Lettre autographe adressée à sa soeur Pauline

26 mars 1808, 20x24,8cm, 3 pages 1/2 sur un double feuillet.


Longue lettre autographe de Stendhal, adressée à sa sœur Pauline, rédigée d'une écriture fine à l'encre noire.
Adresse du père de Stendhal chez qui réside sa sœur, à Grenoble et tampon « n°51 Grande Armée ». Cachet de cire rouge aux armes de Stendhal.
Plusieurs pliures d'origine, inhérentes à l'envoi postal. Un manque de papier, dû au décachetage de la lettre, habilement comblé.
Très belle lettre, empreinte de passion romantique, mêlant nostalgie de l'enfance et histoires sentimentales et préfigurant Le Rouge et le Noir.
Cette lettre provient de la correspondance qu'entretint le jeune Henri Beyle – ici âgé de vingt-cinq ans – avec sa sœur Pauline de trois ans sa cadette.

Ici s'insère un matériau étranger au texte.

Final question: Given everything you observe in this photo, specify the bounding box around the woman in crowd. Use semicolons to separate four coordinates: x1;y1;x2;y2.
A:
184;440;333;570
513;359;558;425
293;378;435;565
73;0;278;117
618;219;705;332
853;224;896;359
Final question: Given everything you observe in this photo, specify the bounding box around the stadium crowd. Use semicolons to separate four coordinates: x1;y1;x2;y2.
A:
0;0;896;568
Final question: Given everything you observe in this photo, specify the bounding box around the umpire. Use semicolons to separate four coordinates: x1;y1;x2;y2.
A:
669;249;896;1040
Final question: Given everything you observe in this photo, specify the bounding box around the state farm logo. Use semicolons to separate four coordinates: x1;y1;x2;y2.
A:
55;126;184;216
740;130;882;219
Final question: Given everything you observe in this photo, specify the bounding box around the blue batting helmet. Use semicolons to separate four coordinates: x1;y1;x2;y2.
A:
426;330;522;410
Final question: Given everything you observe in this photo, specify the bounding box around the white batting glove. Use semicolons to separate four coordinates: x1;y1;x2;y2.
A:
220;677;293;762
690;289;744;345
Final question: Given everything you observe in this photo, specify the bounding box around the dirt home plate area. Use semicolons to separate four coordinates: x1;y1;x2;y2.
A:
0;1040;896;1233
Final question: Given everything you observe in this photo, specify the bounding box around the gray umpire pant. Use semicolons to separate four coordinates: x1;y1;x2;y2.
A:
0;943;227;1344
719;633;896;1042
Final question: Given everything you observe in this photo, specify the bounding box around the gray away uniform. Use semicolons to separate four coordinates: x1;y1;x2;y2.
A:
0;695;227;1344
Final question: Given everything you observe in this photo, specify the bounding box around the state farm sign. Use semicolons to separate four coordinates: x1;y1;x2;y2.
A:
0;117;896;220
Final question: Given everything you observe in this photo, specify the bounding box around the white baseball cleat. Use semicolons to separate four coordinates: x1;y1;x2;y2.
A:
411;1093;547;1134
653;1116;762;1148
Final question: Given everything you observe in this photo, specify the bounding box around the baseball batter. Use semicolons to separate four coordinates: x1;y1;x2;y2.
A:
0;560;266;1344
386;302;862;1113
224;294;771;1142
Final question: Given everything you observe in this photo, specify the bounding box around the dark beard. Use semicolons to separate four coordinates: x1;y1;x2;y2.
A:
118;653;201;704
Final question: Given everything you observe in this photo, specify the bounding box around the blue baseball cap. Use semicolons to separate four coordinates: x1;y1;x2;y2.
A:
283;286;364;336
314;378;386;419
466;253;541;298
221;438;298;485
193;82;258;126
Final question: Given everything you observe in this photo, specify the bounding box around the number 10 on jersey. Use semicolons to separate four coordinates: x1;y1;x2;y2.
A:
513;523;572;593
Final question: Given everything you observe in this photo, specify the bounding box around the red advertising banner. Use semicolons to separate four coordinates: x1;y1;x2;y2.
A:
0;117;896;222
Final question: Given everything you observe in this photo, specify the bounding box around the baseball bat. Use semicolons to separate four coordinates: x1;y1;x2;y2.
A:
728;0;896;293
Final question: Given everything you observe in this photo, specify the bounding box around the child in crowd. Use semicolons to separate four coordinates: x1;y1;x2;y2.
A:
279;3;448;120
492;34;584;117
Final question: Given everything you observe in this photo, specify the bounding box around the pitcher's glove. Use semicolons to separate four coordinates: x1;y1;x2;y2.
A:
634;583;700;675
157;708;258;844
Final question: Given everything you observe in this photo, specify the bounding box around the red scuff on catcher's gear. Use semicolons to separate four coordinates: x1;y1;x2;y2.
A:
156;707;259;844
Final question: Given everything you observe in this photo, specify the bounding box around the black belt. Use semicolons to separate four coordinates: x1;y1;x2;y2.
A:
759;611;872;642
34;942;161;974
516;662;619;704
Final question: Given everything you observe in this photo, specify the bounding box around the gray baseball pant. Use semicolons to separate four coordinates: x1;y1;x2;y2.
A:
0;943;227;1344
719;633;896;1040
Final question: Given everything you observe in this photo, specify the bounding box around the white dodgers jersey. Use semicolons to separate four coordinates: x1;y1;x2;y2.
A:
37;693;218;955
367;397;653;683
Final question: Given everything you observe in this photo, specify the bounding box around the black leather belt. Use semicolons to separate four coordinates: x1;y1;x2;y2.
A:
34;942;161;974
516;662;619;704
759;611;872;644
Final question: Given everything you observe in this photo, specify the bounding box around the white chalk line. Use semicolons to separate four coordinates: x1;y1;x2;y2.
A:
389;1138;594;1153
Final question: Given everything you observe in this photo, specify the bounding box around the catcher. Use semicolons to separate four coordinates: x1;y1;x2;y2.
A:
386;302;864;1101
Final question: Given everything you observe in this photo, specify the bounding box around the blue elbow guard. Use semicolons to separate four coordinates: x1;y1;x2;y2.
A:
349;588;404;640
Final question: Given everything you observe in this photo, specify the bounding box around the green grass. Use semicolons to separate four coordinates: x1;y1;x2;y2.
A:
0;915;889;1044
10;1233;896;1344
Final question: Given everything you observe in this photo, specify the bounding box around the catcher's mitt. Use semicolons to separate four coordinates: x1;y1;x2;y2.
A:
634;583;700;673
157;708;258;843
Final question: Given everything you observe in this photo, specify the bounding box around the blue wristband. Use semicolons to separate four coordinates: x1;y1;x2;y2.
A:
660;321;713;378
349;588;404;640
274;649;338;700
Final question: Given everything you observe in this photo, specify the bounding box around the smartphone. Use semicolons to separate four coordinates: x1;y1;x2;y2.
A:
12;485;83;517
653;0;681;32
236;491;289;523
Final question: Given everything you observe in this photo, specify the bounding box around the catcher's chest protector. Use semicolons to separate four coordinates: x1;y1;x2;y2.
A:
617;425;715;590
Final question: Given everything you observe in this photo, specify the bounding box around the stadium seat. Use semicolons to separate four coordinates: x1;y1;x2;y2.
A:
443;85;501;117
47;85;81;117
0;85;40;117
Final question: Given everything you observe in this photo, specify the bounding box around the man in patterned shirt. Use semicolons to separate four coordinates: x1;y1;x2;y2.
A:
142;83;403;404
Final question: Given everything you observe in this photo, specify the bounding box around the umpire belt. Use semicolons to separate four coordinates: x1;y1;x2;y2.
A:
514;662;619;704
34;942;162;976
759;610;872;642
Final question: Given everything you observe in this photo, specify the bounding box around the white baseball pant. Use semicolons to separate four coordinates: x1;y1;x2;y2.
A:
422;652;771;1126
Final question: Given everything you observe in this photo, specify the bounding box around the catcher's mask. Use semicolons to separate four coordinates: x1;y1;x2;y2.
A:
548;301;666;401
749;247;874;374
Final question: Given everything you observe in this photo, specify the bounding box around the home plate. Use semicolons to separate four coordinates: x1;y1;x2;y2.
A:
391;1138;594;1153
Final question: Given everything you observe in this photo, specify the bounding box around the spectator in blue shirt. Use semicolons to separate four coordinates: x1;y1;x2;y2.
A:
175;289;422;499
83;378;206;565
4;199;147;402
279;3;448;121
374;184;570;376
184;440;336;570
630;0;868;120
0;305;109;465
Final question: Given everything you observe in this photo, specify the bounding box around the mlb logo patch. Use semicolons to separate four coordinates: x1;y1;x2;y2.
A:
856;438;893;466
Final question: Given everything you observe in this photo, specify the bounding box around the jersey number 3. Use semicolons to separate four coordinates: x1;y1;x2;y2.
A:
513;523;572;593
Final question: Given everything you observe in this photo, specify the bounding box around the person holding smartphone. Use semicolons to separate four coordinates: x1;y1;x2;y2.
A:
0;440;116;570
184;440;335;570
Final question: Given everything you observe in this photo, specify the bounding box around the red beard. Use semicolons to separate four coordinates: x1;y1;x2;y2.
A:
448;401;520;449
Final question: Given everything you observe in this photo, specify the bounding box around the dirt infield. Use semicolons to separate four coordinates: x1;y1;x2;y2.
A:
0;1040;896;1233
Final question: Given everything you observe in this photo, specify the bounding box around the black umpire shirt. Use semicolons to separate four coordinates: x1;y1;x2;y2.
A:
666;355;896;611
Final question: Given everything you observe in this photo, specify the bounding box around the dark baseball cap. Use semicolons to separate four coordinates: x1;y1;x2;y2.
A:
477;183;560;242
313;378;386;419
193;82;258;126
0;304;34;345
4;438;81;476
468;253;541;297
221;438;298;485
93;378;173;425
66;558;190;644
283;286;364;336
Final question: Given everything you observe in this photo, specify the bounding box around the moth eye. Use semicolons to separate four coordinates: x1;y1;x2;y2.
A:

Cette véritable liaison épistolaire, qui prit bien vite la forme d'un « journal » – les réponses de Pauline étaient rares – est un jalon essentiel dans la constitution du parcours intellectuel du futur Stendhal : « Voilà mes rêveries, ma chère amie ; j'en ai presque honte ; mais, enfin, tu es la seule personne au monde à qui j'ose les dire. »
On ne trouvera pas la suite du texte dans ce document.